Patients were recruited at 10 hospital-based cancer clinics in New York City between December 2008 and November 2009. This is a nested cohort study of Hispanic patients and their sociodemographic characteristics, areas of needed assistance, and reported impact of meeting service needs on keeping appointments. At the core of the intervention is the trained, bilingual Portal Access Facilitator, who assesses needs and synchronizes an individualized set of transdisciplinary services for each patient.

RESULTS:

A total of 328 Hispanic patients participated in the study. Of these, 89% preferred to speak Spanish in the health care setting, and 17% had no health insurance. The most common cancer diagnosis among participants was breast cancer (35%) followed by GI (17%) and gynecologic (16%) cancers. Patients most commonly requested financial support (59%), food support (37%), transportation assistance (21%), social work services (14%), psychosocial support (6%), help with health insurance issues (5%), and legal services (5%).
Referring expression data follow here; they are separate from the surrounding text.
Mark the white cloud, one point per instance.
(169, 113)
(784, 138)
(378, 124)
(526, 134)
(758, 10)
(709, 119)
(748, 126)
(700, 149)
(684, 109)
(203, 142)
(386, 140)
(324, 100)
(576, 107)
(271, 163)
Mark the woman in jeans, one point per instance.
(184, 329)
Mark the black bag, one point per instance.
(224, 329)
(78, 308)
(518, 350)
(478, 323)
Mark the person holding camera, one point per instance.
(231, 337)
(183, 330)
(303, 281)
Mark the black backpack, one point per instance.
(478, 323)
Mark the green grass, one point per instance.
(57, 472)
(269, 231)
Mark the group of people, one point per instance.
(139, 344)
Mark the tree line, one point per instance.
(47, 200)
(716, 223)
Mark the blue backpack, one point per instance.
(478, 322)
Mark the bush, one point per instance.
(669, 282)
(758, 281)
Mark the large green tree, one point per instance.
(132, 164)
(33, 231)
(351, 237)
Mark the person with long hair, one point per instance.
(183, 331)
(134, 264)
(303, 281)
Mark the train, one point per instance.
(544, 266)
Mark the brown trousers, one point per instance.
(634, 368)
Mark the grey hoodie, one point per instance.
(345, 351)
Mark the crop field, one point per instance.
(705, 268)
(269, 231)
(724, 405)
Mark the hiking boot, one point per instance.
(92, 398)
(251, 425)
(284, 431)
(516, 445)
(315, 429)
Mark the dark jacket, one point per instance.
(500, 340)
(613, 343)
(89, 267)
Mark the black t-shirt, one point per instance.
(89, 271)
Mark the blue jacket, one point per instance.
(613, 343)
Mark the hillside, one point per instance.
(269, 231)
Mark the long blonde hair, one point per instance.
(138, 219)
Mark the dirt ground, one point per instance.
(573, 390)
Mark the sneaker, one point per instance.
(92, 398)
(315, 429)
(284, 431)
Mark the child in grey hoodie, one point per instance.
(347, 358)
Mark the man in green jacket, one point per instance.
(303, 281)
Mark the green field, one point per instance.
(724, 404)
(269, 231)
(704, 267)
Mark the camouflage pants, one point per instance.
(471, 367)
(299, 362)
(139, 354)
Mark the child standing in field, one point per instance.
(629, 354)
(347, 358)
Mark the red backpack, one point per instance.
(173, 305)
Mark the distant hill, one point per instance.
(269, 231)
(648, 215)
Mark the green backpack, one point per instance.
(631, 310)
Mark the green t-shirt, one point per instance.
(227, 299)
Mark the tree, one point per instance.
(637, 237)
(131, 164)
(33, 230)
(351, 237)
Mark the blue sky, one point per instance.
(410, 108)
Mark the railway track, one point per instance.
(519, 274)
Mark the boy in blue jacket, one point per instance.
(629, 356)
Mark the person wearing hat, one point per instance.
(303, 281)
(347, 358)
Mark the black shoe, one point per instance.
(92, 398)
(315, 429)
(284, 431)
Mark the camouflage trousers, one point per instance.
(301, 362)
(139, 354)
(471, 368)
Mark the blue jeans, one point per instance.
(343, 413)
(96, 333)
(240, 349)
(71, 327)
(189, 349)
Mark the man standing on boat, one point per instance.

In a follow-up assessment of high-need patients in urgent need of financial support, 86% reported that portal services helped them attend cancer care and treatment appointments, and 72% reported that portal services decreased worry about their care.

CONCLUSION:

Most patients reported that financial, social, and logistical support would help them attend their appointments for cancer care and treatment. Further multidisciplinary interventions should be implemented and evaluated to address social and economic determinants in cancer care for this population.